La fécondation est l’ensemble des éléments qui aboutissent à la fusion formant un œuf diploïde le zygote est: 46,XX ou 46,XY. Le spermatozoïde adhère à la zone pellucide grâce au récepteur de la membrane : la galactosyltransférase. Il y a un influx brutale de calcium au niveau de la tête du spermatozoïde qui provoque la fusion entre la membrane externe de l’acrosome et la membrane plasmique. Il y a alors rupture de la membrane et formation de vésicule avec libération des enzymes de l’acrosome (l’acrosine hydrolyse la zone pélucide) qui deviennent alors activés. Puis le spermatozoïde entre dans l’espace péri vitellin et se place tangentiellement à la membrane plasmique de l’ovocyte, cette fusion permet l’incorporation de la tête du spermatozoïde dans le cytoplasme de l’ovocyte il se place sous la membrane de l’ovocyte.

Il y a fusionnement des membranes qui provoque la décharge d’ion calcique dans le cytoplasme de l’ovocyte c’est la réaction corticale. Les granules corticaux sont libérés dans l’espace peri-vitellin. Il y a un phénomène d’exocytose, les granules coticaux de l’ovocyte dans la membrane plasmique, lors de la maturation, seront éliminé à travers la membrane plasmique dans l’espace peri-vitellin.

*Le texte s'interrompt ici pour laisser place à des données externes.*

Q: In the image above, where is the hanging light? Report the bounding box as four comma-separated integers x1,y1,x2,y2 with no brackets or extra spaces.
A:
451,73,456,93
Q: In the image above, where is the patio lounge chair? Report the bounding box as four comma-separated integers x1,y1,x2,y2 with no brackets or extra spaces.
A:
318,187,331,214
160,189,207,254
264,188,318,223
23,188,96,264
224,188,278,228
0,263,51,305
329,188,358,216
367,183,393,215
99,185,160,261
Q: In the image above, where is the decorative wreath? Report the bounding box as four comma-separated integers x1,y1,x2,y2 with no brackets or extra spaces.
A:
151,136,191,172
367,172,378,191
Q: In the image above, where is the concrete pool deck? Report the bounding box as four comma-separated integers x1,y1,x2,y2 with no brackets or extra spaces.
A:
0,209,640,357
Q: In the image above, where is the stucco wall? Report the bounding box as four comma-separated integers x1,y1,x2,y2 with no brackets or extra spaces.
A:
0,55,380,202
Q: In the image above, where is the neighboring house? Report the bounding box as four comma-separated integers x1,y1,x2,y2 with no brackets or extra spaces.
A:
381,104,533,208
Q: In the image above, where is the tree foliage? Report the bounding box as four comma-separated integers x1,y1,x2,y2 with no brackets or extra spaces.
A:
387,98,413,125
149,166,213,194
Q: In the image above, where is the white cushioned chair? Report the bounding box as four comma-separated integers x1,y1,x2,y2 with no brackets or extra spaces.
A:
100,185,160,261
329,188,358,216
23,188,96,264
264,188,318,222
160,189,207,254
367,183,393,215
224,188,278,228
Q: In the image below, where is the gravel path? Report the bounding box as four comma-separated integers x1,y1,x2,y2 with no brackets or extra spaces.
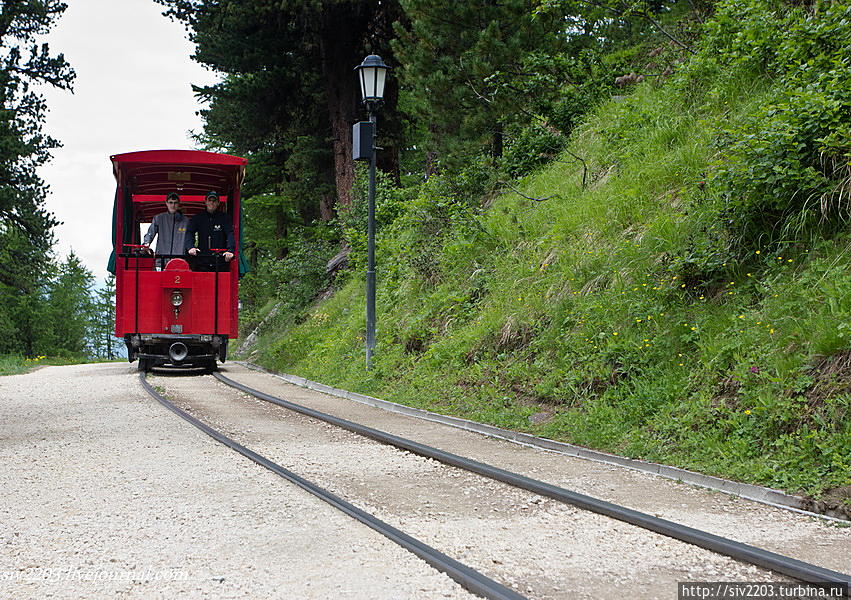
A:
0,363,472,599
0,364,851,599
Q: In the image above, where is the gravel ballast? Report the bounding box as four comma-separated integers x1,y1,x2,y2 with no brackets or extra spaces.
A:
0,364,851,599
0,363,480,599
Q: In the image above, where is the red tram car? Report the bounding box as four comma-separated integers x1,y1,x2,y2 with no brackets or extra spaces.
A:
110,150,248,371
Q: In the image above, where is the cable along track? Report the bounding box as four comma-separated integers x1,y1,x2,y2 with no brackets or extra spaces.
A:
139,372,528,600
213,373,851,596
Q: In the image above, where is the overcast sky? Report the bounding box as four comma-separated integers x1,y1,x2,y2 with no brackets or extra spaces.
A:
40,0,215,280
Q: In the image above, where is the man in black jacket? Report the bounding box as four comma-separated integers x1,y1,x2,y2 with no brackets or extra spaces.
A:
185,192,236,271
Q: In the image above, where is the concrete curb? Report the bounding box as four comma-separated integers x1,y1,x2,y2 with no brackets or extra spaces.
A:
233,361,848,523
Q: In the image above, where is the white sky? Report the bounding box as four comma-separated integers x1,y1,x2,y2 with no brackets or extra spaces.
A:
39,0,215,280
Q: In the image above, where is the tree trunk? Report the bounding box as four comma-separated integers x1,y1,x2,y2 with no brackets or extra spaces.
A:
320,9,363,209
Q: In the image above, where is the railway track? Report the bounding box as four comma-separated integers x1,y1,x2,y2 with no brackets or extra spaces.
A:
141,374,851,598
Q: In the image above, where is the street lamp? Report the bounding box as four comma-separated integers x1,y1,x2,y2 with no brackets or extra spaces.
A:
352,54,390,370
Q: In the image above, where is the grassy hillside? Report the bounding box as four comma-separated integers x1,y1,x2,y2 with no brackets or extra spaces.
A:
241,2,851,496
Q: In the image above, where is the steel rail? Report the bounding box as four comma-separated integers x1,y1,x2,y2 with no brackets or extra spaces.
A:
139,373,528,600
213,373,851,596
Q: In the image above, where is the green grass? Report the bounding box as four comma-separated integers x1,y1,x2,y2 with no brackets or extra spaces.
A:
240,70,851,496
0,354,108,376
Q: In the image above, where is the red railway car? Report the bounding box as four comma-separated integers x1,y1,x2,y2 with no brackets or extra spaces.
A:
109,150,248,371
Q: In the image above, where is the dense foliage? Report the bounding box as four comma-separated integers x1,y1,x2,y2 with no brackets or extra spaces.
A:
0,0,120,360
208,0,851,497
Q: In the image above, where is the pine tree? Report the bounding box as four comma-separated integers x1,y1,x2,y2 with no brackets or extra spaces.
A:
47,251,96,356
0,0,74,356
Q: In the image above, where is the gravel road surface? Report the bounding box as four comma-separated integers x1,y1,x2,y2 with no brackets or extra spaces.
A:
0,364,851,599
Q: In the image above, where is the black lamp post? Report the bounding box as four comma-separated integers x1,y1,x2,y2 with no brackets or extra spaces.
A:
352,54,390,369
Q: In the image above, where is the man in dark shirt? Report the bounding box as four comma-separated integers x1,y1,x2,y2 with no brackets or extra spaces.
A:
185,192,236,271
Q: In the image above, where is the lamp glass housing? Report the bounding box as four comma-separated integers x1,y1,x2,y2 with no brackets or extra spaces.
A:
357,54,389,101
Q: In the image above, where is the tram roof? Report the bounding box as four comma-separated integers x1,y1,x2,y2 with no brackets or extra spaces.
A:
110,150,248,204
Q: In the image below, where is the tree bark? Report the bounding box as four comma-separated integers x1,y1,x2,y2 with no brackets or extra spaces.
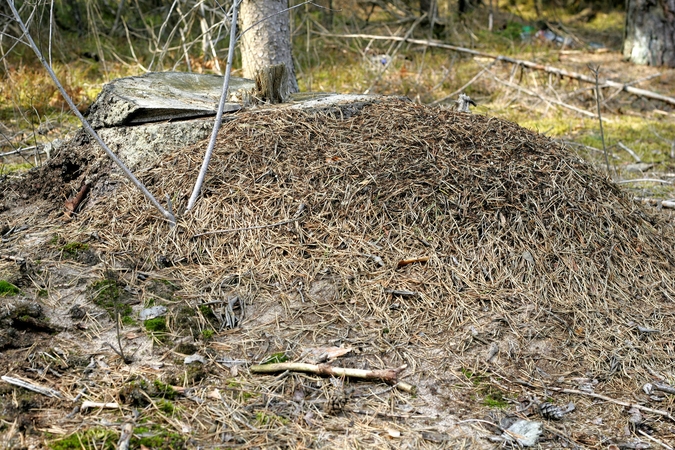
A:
623,0,675,67
239,0,298,93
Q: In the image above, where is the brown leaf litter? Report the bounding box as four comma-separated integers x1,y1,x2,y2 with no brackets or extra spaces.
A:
5,96,675,448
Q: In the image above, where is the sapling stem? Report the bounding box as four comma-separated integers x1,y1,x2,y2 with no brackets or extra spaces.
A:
7,0,176,223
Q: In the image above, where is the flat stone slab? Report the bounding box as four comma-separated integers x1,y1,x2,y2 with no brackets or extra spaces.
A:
74,72,382,170
87,72,255,129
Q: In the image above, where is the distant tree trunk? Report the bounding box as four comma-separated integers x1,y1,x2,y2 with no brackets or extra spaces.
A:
623,0,675,67
239,0,298,92
457,0,482,16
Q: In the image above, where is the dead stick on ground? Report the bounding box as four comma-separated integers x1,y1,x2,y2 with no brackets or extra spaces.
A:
318,33,675,105
489,71,598,118
0,375,62,398
396,256,429,268
249,363,415,393
635,197,675,209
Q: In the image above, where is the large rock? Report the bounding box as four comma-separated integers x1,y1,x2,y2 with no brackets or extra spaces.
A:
87,72,255,128
80,72,380,170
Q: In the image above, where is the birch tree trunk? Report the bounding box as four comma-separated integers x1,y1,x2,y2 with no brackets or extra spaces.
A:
239,0,298,93
623,0,675,67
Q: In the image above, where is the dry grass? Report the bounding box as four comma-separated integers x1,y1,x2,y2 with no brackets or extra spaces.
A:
19,100,664,448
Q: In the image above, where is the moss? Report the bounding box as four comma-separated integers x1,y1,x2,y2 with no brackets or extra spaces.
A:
0,163,35,175
483,388,509,409
61,242,89,258
47,428,119,450
0,280,21,297
129,424,185,450
153,380,177,400
47,426,186,450
202,328,216,341
199,305,216,320
89,278,132,323
255,411,289,426
157,400,177,415
260,352,288,364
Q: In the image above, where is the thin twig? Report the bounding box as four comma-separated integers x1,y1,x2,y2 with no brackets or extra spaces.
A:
488,70,598,118
635,197,675,209
588,64,611,176
191,203,305,239
615,178,673,184
637,430,673,450
117,422,134,450
186,0,241,211
249,363,415,393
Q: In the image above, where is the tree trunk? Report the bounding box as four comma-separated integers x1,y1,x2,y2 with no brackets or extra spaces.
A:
623,0,675,67
239,0,298,93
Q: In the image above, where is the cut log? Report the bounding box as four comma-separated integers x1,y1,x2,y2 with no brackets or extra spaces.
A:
82,72,255,129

Il y a reprise de la division meïotique II. L’ovocyte va donner naissance à 2 cellules filles asymétriques qui font 120µm de diamètre entouré par une zone pellucide donnant le 2ème globule polaire il y a n chromosomes et un noyau à chromatine à aspect vésiculeux c’est le profolicule de 20 à 30 µm.

Migration et Nidation de l'Œuf

L’œuf migre de l’ampoule tubaire vers la lumière aboutissant dans la cavité utérine, liée à la structure de la trompe et à sa fonction. Dépend de l’imprégnation hormonale, si déficient en oestogènes la migration ralentie. Les anomalies par défaut de migration sont liées à une anomalie de l’œuf mais aussi à l’environnement s’il y a une infection de la trompe entraînant une cicatrice fibreuse bloquant l’œuf c’est la SALPINGITE. Il existe aussi l’ENDOMETRIOSE : HECTOPIE le tissu ayant l’aspect de l’endomètre au niveau des trompes.

GEU : Grossesse Extra Utérine

Se sont des GEU : GROSSESSE EXTRA UTERINE est plus fréquent chez les femmes portant des stérilets, ¼ des cellules fécondé meurt et ne dépasse pas ce stade.. D’une durée courte chez l’Homme. C’est "l’éclosion de l’œuf ".

Nidation

Les microvillosités disparaissent au niveau pellucidaire favorisant l’adhérence avec l’épithélium de surface de l’endomètre libérant des gouttelettes de liquide qui joue un message au niveau de la surface de l’endomètre, le blastocyte va s’accoler à l’épithélium de l’endomètre du côté du pôle embryonnaire, il y a fusion du trophoblaste avec l’épithélium maternelle. L’union se fait au 1/3 supérieurs et au 2/3 inférieurs de l’utérus.